Earlier this week the House held a hearing on private student loans and bankruptcy, shedding light for the first time on a rather unknown yet devastating aspect of student debt.
Did you know that because of legislation dating back to 1976 under the Higher Education Act private student loans are unable to be discharged through bankruptcy? In other words, feel free to run up the credit card and splurge, but take out loans to pay for education? That’s just reckless.
The number of students taking out private (or nonfederal) student loans has increased significantly over the past decade. Private student loans now make up nearly a quarter of the overall market, compared to just ten years ago when they made up a small fraction. This spike is not only due to skyrocketing tuition –the average four-year tuition has increased 30 percent from a decade ago –but also because of the complexity of the financial aid process that leaves many students vulnerable to take out the worst of loans. In fact, many students turn to private loans before even exhausting available federal aid and loan options.
These loans pawned on students by private lenders are often downright predatory, offering little consumer protections. Private loan interest rates are normally variable, with average interest rates running between 9 and 13 percent,  nearly double that of federal loans. On top of that, the flexibility of repayment for private loans are much less pliant, in almost all cases a missed monthly payment results in an automatic interest rate hike of 2 percent, with additional fines and fees to punish borrowers.

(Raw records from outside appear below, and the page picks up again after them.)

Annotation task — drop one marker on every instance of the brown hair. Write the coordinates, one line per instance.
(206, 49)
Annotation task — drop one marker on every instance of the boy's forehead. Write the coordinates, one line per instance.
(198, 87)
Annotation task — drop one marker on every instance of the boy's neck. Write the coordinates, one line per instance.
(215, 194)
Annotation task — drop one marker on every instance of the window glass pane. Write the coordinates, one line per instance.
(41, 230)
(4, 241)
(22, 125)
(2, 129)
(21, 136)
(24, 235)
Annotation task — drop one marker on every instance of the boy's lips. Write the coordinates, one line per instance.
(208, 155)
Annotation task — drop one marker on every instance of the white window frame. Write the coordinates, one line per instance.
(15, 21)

And you can imagine that with the toughest job market in decades, coupled with staggering student debt averaging $23,000 , students are finding they can no longer keep up with repayment. But unlike federal loans, private lenders do not have to offer flexible payment plans or a forbearance option to struggling borrowers. Why should lenders? When they can maintain hefty profits.
While in truly tough times, students needing to discharge their private loans in bankruptcy are forbidden to. In other words, if you face chronic unemployment, a medical emergency or even die –tough luck, student loan debt will continue to be an albatross.
Congress though may finally be addressing this injustice. This week’s hearing was the first time the issue has been addressed since written into law in 1976! Rep. Steve Cohen (D-TN) announced  he will soon file legislation to give private student loan borrowers more equitable treatment during the bankruptcy process. And in another good sign, House Chairman of Education and Labor Committee, Rep. George Miller is on board as well, stating , "There’s no justifiable reason that the lenders who provide them should be treated any differently than credit card companies, auto finance companies, utility providers, and other creditors.”